Goodbye Otherworld, See You Tomorrow: The Traveled Path and the Box of Hope

By Kazamidori and Nimoshi. Released in Japan as “Sayonara Isekai, Mata Kite Ashita” by Fujimi Fantasia Bunko. Released in North America digitally by J-Novel Club. Translated by MPT.

There’s a wonderful moment in this book where someone points out to Keisuke one of the big reasons that he’s constantly identified as someone from another world, and it’s because he actually has optimism and positivity despite the fact that the world has ended. It’s an important thing to have, especially going forward as there are fewer and fewer people. Fortunately, that’s not quite true, as Keisuke coming into her life has made Nito a massive ball of sunshine and cuteness, to the point where it’s practically weaponized to use against the rest of the cast in this book. That said, the book is not all good times and fluffiness. As you read you will feel a war going on between positivity and hope on the one hand, and melancholy and regrets on the other. One side does win, but it’s a struggle, and while we don’t have suicide attempts like the first book, this book has some people who have mostly given up on life.

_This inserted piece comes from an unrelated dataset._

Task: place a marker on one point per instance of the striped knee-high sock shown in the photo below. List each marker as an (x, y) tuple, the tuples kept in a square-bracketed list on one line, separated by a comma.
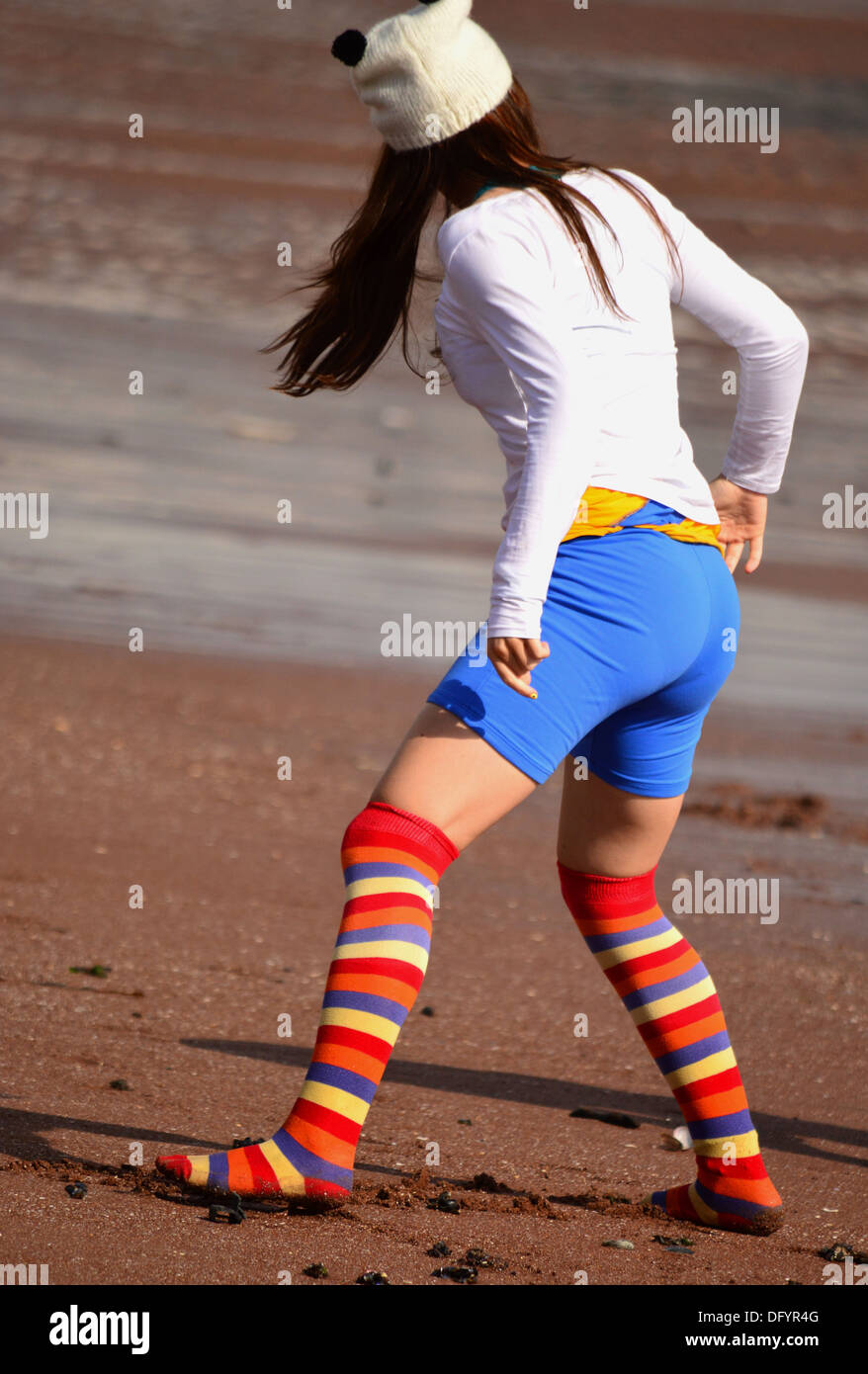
[(391, 863), (672, 999)]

While the previous book had Keisuke and Nito traveling around to various places and interacting with the folks they find there, this book mostly centers around one area. Arriving at a village temple, they stay there for a few days with the old woman who cleans it when she’s not busy running her shoe workshop. Also there is Charolles, a young woman who is searching for the ending of an incomplete book that she once read. A little ways away, in a more built-up area, is a theater containing Paula, a wannabe dancer, and Jill, a very shy singer, as well as Monty, a guinea pig the size of a man who smokes a pipe. Naturally, over the course of this book, Keisuke and Nito find that all these characters have pasts with each other in some way, and are also consumed by fears. There’s only one way to solve this: have a festival!

There is some terrific trans representation here, with the reunion of Paula and Fago hitting the reader hard. I also enjoyed seeing the terminally introverted Jill force herself to interact with the others and even sing in public in order to help Paula. That said, my favorite character here was Charolles, who gets the most screen time and also most of the art within the book. (I was vaguely annoyed we did not get art of Paula and Jill.) Charolles’ journey is very similar to Nito’s, but she’s older and more cynical, and she’s the one who I was most worried about finding dissolved in a pile of crystals by the end of the book. Fortunately that does not happen, but she also very pointed does not join Keisuke and Nito on their travels (possibly sensing their relationship is a lot more romantic than either wants to say.) I hope things work out for her.

This volume has an open ending, but there’s no more volumes out in Japan, so if it does continue it will be a while. Still, I definitely recommend it. Great characters, great moody writing, and emotional.